Sur la ligne S, à une heure d’affluence, un beau mec dans les vingt-six ans qui se trouve être une fille, se fait presser par un homme agité, haletant, au visage écarlate. Soudain elle s’écarte de son voisin car elle vient de constater que sa robe est tâchée de manière suspecte. Elle houspille le type et change de place. Deux heures plus tard, je la retrouve devant un sex-shop près de la gare Saint-Lazare. La fille est avec un camarade qui a le nez plongé dans son décolleté et lui dit : « Il y a des pervers partout, tu devrais faire mettre un bouton supplémentaire à ton pardessus ».

Dans son courrier à Queneau, Gallimard dit avoir « trois bonnes raisons » d’écarter ce texte. Un : il pourrait choquer les plus jeunes lecteurs. Deux : mieux vaut laisser la centième version aux bons soins du lecteur, afin que le jeu se poursuive (les concepteurs des épreuves du Bac de français vont beaucoup explorer cette voie). Et trois : cette version Frottements dévoile le pot aux roses. Cette histoire de bus et de pardessus « qui semblait n’avoir ni queue ni tête et s’en portait très bien comme cela », écrit l’éditeur, trouve tout d’un coup une justification logique. Or, en révélant les raisons du comportement des personnages, poursuit Gallimard, cette centième version a le double défaut de « faire s’écrouler le château de cartes » et de « laisser penser que les 99 versions précédentes sont incomplètes ou fausses ».

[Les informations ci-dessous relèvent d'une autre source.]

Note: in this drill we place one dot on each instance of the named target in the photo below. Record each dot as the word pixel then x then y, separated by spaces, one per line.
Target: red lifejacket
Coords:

Queneau s’est rangé sans barguigner à l’avis de son éditeur, non sans glisser dans l’affaire un doigt d’ironie. Voici sa réponse :

Mon cher Gaston,
Vous avez raison, comme toujours. Je m’incline, d’autant je n’aime guère les chiffres ronds. Sachez en tout cas que votre courrier m’a donné une nouvelle idée de livre. Ce sera l’histoire d’une jeune fille qui veut prendre le métro mais n’y arrive jamais (vous voyez l’image). Pour le titre, je songe à
Coitus interruptus. Mais vous aurez peut-être une meilleure idée.
Bien vôtre,
Raymond

Zazie dans le métro a été publié une dizaine d’années plus tard.